CC and I both have learned (although, sometimes the hard way) that there’s a time and a place for the sense of humor. Sometimes, it’s definetly not appropriate. Sometimes it’s good to go. And if it’s on the edge of good or bad, instead of waiting to find out if it’s appropriate, we’ll often just do it. Risk it. Why not?
I often use my profanity-laden jokes (ha, you thought with my cute little apron and cookie recipes I was totally from the fifties, right? Wrong. I’ve been dropping F-bombs since the 7th grade) to weed out friends. I mean, if someone can’t take a joke or gets offended by sarcasm, it’s just not going to work out. And it’s me, it’s not her. I’m not willing to change my sense of humor just because a joke about how I’m going to marry rich and never work could be seen as feeding into all the stereotypes feminists have spent centuries attempting to undo. I mean, there are days that I take the elevator up one set of stairs because I’m too tired to walk. I clearly don’t have the energy to consider all the ramifications of a joke with purely innocent intentions, especially around my friends. And sheesh, if we’re friends, we’re probably going to happy hour. Too tired and you’re adding alcohol to the mix? I most certainly won’t be filtering my words.
This “playing with fire” philosophy used to be an issue in my personal life as well. I take a very “what the hell!” approach to a lot of things, which I’ve learned can have very good or sometimes very horrible consequences. Sometimes it’s fun: I might be lactose intolerant, but if I’m at an ice cream stand and it’s 102 degrees out, what the hell! One small vanilla softserve isn’t going to throw my digestive system into retirement.
And sometimes it’s very bad. Like, if I decide to try the shellfish at a restuarant even though I KNOW I’m allergic but it smells good and gosh, I’ll be fine, I insist to everyone. And then my lips get all tingly after one bite. And then I can’t admit that at all because I just made a HUGE deal about how one bite wouldn’t hurt. Whoops.
I’ve also learned that the “Eh! What the hell!” mantra is no good when it’s a big decision. Well, perhaps for a big decision it’s okay, but for a permanent decision? Don’t even think about just “what the hell”-ing it. You draw out a chart and weight the pros and cons. Want to know how many times I’ve sat down and actually thought about my rooming situation in college? Once. This year. And that was only because after three years of being pretty unsuccessful, my own mother thought I was bitching too much to just sign a lease without considering important things like, “do you actually think you can live successfully with these people?” And by live, she means actually spend time in the house and not run over to my boyfriend’s every time someone I have a rough time handling walks through the door.

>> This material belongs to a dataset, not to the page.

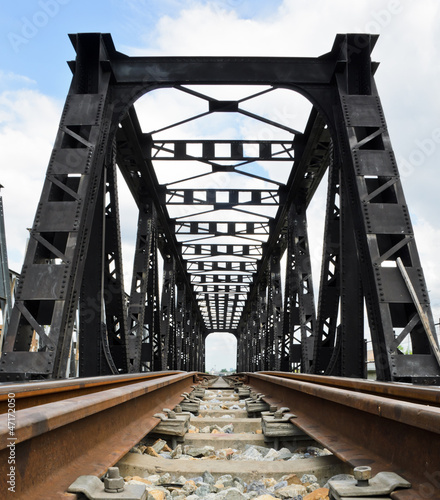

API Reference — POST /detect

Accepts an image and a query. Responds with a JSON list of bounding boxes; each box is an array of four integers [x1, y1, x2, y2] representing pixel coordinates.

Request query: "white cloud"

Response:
[[0, 85, 61, 271], [0, 71, 36, 91]]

In my old, old age, I’ve also learned that some smaller decisions can have big consequences later if you don’t think them through. An old, old high school/middle school boyfriend e-mailed me a few weeks ago and wants to try and be friends. I thought about just shooting back an email with a “sure, whatever.” I mean, I don’t really care. Innocent, right? I reconsidered, and then woke up three time zones to discuss the consequences of my reply. My gut said no. And I had three worldly advisors agreeing with me. Not because it wasn’t innocent. But because relationships and friendships always end for a reason. Reopening a friendship? Unless the relationship ended because of distance and now said friend is moving in to the other side of your duplex, you’re probably better off. Why rock a ship you’re enjoying smooth sailing on?
CC and I have learned to behave ourselves in social settings. Well, for the most part. We tend to mutter things under our breath. CC’s wife (aka, “mom”), has very good hearing, and she says she doesn’t appreciate our mumbling. I’m pretty sure she’s lying. We’re hilarious. As long as you appreciate raunchy, outrageous, and a little goofy humor.